WASHINGTON (Reuters) - U.S. homeownership dropped to a 35-year low in the second quarter as more Americans opted to rent, but the decline in ownership was probably close to running its course against the backdrop of a tightening labor market.
The seasonally adjusted home ownership rate fell to 63.5 percent, the Commerce Department said on Tuesday. This is the lowest for the seasonally adjusted series which started in 1980.
The unadjusted series goes back to 1965. The drop in ownership underscores the damage inflicted on housing by the recession and the economy’s subsequent slow recovery from the downturn.
“The trend is not going to continue. We think that the homeownership rate is close to bottoming out, but we don’t expect it to start rising substantially before 2017,” said Andres Carbacho-Burgos, a senior economist at Moody’s Analytics in West Chester, Pennsylvania.
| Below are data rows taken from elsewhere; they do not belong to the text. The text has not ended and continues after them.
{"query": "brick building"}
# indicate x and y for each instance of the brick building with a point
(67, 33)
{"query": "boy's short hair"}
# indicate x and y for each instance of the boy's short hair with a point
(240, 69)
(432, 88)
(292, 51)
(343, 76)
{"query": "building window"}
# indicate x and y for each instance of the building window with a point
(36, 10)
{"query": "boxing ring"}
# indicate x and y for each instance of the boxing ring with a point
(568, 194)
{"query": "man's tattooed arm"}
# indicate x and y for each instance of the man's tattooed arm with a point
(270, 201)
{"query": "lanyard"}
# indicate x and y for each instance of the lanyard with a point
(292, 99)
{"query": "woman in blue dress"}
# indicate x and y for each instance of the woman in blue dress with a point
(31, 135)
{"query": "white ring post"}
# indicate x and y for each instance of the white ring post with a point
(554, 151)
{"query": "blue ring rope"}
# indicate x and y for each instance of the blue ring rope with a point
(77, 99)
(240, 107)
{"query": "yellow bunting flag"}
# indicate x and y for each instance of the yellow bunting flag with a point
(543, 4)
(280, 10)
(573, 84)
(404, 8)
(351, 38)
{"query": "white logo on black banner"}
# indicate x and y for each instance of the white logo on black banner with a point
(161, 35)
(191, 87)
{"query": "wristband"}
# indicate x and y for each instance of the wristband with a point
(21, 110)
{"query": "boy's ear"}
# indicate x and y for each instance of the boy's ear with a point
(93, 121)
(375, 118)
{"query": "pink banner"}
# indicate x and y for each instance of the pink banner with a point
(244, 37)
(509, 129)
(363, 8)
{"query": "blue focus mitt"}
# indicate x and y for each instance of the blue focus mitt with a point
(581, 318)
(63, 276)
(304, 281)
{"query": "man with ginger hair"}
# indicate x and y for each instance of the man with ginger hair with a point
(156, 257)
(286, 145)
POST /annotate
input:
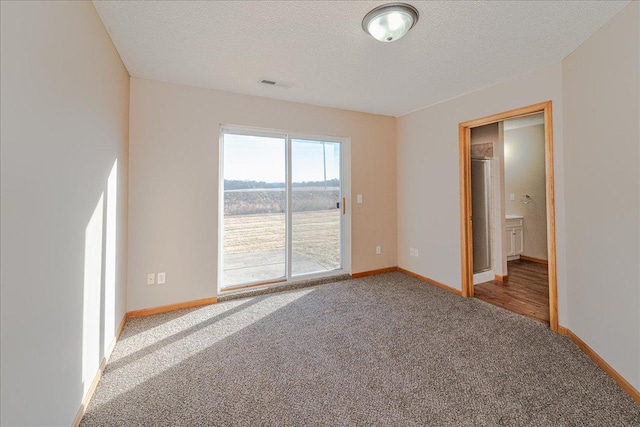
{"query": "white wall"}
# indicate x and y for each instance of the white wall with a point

The homeownership rate peaked at 69.4 percent in 2004. It was at 63.8 percent in the first quarter. Carbacho-Burgos cited a tightening labor market as one of the main reasons to be optimistic about housing.
The unemployment rate is at seven-year low of 5.3 percent, close to the 5.0 percent to 5.2 percent range that most Federal Reserve officials consider consistent with full employment.
A tightening jobs market is starting to put upward pressure on wages, which economists say will eventually lift the median income and pull more first-time buyers into the housing market.
While the firming jobs market has boosted household formation, that has largely benefited the rental market.
The residential rental vacancy rate fell to 6.8 percent in the second quarter, the lowest level since 1985, from 7.1 percent in the first quarter. The median asking rent increased to $803 in the second quarter from $766 at the start of the year.
Economists say sky-rocketing rents will eventually drive people towards buying, and could exert some upward pressure on inflation later this year.
“Our forecasts that rents will grow at an annual rate of 5 percent both this year and next would represent the fastest rate of rental growth since the 1980s,” said Ed Stansfield, chief property economist at Capital Economics in London.
In the second quarter, homeownership increased among Americans aged 35 years and younger, but declined for every other age grouping.
“As the millennials age, it’s expected they will start buying more homes and hopefully this is a sign that this trend is beginning,” said Joel Naroff, chief economist at Naroff Economic Advisors in Holland, Pennsylvania.